The U.S. House of Representatives on Friday approved a resolution to overturn President Donald Trump’s national emergency border declaration. The vote was 236-174.

This comes after the U.S. Senate voted earlier this week to pass the resolution of disapproval of the President’s emergency declaration at the U.S-Mexico border that he has used to justify moving congressional approved appropriations from military construction projects in an effort to build a border wall with Mexico.

The last time Congress passed a resolution to overturn the border emergency, Trump issued a veto in response and the House failed to override it.
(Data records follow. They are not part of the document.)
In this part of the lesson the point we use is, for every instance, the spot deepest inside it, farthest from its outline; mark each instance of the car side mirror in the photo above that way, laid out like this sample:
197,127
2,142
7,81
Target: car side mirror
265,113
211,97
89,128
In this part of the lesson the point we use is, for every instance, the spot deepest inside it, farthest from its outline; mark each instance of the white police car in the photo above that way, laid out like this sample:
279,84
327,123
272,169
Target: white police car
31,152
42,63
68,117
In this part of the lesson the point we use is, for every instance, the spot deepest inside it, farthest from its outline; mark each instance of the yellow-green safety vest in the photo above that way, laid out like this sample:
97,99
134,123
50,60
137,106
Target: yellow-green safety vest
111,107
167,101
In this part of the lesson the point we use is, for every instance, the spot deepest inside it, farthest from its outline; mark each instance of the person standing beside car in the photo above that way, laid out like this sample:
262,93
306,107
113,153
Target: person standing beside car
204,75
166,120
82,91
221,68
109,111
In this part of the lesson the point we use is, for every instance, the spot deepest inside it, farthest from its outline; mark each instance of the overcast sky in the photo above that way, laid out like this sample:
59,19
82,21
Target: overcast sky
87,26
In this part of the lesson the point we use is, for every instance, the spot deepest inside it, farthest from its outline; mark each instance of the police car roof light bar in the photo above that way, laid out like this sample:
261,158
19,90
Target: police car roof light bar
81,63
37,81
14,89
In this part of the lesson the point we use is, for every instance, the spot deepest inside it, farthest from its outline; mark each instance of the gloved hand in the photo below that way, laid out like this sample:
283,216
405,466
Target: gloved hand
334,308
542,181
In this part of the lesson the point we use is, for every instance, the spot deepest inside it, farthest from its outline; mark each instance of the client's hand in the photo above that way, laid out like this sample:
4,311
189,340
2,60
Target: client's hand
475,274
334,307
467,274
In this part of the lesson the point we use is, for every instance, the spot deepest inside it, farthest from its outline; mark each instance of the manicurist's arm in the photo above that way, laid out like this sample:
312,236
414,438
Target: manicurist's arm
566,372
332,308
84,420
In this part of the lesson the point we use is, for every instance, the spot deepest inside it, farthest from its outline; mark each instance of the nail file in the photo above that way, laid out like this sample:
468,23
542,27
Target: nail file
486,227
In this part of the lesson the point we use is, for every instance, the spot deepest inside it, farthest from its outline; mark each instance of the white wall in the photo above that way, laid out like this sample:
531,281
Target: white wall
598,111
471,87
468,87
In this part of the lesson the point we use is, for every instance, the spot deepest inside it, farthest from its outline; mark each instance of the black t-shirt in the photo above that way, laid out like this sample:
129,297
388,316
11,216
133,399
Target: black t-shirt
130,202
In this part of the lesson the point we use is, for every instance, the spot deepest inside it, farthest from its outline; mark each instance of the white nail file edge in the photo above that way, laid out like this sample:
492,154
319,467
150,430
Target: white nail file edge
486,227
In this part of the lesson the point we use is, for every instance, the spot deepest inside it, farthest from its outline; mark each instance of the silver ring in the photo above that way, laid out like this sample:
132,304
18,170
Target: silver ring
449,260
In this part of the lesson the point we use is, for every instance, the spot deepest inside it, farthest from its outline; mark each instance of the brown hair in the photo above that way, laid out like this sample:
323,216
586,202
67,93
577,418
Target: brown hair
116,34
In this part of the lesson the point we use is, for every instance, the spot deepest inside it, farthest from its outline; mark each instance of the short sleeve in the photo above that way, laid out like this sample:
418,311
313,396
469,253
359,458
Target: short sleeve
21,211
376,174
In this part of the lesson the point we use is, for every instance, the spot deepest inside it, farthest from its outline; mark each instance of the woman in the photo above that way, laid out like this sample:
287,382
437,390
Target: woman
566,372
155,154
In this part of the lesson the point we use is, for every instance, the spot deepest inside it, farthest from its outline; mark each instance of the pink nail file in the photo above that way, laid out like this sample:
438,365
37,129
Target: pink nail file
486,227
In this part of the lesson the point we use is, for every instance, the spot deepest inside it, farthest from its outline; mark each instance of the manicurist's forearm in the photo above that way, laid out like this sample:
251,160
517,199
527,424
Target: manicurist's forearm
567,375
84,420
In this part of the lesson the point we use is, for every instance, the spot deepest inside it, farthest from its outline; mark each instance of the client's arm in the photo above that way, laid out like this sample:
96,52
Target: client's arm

Trump is sure to veto this latest resolution just as he killed the similar measure in March.

Opponents of the emergency declaration can force a vote every six months as long as the emergency declaration is ongoing, though the move is primarily a symbolic rebuke of the President without the votes to overturn a veto.

When the Senate voted earlier this week the vote was 54 to 41, well short of the two-thirds majority required to overcome the expected presidential veto.

The House last voted on a resolution to terminate the border emergency in February, followed by a vote in the Senate in March.

Fights in Congress over the border wall — Trump’s signature campaign issue — have been a constant theme of the 116th Congress.

A dispute over the President’s demand for border wall funding led to a standoff over government funding and a partial shutdown last year that stretched into the new session of Congress.

The annual appropriations process is again underway and disagreements over the border wall have continued to spill out into the open, creating a point of tension as Congress works to again avert another shutdown.